Madden, Michael C., Paul E. Wokowicz, Gerald M. Pohost, Jeanie B.
McMillin, and Martin M. Pike.
The Center for NMR Research and Development and the Division of
Cardiovascular Disease, Department of Medicine, University of Alabama
at Birmingham, Birmingham, Alabama 35294, The Department of Pathology
and Lab Medicine, University of Texas Health Science Center at
Houston, Houston, Texas 77030.
APStracts 2:0038H, 1995.
Inhibitors of carnitine palmitoyltransferase-I (CPT-I) have been shown
to improve post-ischemic myocardial function. This improved recovery
has been attributed either to decreased levels of long-chain
acylcarnitines present in ischemic tissue or to increased oxidation
of glucose in reperfused hearts. We investigated these two
possibilities using oxfenicine, a CPT-I inhibitor, and alternate
substrates which bypass long-chain fatty acid dependent metabolic
pathways. Initially, isolated, perfused rat hearts were subjected to
20 min of ischemia followed by 40 min of reperfusion with either 10
mM glucose or 1.8 mM palmitate as substrate. Hearts perfused with
palmitate had significantly decreased mechanical function during
reperfusion when compared to glucose perfused hearts. In subsequent
experiments, hearts were subjected to the same regimen of ischemia
followed by reperfusion but using 2.4 mM hexanoate and 1.8 mM
palmitate as exogenous substrates in the presence or absence of 2 mM
oxfenicine. Hearts perfused with hexanoate and palmitate had
significantly improved functional recovery when compared to
palmitate-perfused hearts.
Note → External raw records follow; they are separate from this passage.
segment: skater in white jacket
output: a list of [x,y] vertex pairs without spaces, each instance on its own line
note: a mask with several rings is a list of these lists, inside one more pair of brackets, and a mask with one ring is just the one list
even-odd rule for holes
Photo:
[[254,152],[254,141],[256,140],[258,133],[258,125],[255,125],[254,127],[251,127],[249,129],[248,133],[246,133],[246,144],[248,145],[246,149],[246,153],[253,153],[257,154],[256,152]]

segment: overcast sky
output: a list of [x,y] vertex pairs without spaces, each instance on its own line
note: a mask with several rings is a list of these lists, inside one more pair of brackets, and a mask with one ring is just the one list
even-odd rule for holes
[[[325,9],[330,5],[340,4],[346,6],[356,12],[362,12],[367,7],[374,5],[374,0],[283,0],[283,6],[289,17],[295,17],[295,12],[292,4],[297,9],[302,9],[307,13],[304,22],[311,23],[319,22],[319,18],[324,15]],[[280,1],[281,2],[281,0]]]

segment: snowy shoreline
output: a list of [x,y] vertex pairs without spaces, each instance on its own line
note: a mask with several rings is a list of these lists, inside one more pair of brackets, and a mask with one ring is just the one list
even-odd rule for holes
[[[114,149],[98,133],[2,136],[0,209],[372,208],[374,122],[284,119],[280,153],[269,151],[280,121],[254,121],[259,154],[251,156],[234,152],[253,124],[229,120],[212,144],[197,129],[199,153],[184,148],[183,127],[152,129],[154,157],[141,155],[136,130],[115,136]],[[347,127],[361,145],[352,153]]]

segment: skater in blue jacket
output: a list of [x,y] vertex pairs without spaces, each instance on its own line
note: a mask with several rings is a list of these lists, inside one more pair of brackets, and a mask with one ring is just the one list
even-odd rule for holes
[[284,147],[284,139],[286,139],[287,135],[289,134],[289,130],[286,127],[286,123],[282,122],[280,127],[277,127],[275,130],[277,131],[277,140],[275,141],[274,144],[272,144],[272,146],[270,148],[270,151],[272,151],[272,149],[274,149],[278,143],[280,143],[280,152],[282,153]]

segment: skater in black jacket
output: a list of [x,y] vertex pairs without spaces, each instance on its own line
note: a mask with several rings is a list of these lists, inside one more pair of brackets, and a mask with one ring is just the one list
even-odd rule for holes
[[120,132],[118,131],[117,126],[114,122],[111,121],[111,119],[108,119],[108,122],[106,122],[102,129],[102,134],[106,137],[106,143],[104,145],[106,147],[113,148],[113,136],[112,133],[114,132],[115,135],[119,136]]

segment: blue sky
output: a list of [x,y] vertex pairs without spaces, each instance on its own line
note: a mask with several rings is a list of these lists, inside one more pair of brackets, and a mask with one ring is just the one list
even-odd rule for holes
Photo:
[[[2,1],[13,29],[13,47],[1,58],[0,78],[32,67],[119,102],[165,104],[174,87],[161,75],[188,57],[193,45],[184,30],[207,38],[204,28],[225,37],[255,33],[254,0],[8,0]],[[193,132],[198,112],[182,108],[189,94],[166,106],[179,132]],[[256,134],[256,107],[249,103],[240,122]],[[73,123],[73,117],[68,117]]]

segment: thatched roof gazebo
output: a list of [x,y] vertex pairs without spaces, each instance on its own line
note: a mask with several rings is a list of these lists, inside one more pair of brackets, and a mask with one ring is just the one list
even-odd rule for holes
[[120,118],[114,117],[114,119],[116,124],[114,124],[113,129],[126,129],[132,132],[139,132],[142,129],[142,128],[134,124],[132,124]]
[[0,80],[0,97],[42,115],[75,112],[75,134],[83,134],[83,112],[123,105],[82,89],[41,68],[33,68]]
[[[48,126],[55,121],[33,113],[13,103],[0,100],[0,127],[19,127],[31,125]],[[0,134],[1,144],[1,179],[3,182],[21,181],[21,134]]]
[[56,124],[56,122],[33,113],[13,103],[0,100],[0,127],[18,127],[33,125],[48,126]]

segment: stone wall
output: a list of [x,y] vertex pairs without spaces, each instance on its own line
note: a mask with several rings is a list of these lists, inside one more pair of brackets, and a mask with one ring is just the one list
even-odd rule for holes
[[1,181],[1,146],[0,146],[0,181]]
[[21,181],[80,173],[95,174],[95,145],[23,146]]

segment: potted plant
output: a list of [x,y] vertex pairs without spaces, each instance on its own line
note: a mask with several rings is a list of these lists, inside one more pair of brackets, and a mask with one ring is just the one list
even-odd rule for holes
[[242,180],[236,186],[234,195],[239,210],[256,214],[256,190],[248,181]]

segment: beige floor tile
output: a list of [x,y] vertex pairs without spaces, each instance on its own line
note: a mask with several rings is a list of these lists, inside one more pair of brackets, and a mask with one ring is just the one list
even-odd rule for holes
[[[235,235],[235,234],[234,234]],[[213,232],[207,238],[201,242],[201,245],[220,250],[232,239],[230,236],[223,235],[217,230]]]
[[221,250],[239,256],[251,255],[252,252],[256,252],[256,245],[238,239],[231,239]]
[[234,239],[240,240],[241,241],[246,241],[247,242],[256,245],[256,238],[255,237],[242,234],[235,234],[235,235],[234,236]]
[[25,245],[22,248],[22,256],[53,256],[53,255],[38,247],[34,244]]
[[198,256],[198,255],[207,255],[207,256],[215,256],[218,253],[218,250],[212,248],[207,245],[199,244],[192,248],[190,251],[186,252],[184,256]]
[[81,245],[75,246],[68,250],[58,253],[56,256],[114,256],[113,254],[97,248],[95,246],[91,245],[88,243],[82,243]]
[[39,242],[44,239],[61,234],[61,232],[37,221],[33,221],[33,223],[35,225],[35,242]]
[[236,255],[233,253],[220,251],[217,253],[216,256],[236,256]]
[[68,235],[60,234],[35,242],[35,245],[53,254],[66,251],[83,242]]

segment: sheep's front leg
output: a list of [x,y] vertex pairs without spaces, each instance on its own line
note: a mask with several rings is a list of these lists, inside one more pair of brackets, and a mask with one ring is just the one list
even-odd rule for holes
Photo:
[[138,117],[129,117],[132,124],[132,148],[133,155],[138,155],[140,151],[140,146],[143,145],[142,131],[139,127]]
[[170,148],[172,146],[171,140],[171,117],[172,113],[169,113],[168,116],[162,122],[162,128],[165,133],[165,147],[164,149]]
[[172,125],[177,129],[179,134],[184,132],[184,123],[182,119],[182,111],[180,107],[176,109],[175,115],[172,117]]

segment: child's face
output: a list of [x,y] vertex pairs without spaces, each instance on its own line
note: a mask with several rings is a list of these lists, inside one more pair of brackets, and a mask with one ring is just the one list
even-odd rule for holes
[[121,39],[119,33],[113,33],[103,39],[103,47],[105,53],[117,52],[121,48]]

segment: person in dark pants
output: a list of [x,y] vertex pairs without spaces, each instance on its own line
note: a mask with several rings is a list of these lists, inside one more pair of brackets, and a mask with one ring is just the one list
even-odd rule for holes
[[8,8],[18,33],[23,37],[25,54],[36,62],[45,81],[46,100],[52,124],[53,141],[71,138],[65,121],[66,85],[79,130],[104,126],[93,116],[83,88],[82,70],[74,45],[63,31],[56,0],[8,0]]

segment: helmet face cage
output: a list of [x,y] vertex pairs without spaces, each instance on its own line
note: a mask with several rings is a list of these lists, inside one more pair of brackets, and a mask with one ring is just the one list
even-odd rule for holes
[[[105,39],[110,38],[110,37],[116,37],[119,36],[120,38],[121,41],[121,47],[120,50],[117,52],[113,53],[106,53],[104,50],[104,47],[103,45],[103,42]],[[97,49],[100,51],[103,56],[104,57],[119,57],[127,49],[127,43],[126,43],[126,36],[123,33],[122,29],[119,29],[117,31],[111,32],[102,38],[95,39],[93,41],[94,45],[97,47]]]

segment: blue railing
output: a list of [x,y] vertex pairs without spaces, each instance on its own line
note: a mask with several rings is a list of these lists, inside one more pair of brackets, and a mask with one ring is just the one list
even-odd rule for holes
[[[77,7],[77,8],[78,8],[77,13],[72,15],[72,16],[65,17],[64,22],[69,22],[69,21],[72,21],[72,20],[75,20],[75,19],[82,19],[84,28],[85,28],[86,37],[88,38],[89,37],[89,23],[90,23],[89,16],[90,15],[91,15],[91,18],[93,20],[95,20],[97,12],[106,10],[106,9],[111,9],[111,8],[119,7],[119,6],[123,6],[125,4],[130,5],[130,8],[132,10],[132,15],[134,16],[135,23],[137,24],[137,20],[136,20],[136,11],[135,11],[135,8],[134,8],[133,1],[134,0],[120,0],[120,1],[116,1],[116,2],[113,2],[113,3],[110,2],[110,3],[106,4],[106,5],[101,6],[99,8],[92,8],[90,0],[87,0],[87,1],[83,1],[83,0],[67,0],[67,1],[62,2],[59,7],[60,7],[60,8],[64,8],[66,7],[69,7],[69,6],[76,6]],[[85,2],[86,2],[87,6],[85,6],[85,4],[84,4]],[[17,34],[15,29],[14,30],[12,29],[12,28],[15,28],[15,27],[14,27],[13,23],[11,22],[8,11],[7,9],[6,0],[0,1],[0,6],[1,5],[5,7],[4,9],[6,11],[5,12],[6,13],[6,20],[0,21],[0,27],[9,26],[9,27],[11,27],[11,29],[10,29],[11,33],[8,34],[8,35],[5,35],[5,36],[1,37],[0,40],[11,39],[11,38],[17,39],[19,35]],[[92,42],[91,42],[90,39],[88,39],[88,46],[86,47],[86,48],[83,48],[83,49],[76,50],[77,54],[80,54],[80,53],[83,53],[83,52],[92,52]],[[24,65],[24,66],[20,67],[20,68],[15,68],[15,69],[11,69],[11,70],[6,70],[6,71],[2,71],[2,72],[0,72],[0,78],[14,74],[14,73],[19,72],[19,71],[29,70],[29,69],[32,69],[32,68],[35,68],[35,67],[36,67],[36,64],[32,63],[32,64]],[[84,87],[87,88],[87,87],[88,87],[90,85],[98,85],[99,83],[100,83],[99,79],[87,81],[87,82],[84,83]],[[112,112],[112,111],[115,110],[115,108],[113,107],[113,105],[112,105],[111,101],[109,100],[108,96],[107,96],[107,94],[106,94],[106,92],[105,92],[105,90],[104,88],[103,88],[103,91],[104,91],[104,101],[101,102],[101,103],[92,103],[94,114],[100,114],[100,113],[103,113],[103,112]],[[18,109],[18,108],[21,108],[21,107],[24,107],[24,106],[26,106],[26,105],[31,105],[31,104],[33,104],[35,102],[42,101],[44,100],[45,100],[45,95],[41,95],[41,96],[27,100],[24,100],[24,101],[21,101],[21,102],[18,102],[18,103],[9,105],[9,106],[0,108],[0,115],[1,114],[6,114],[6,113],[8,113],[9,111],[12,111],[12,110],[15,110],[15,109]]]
Hearts subjected to ischemia followed by
reperfusion with perfusates containing hexanoate, palmitate and
oxfenicine demonstrated an additional small improvement in recovery
during reperfusion when compared to hearts perfused solely with
hexanoate and palmitate.
Received 20 May 1993; accepted in final form 11 January 1995.
APS Manuscript Number H440-3.
Article publication pending Am. J. Physiol. (Heart Circ. Physiology).
ISSN 1080-4757 Copyright 1995 The American Physiological Society.
Published in APStracts on 24 February 1995.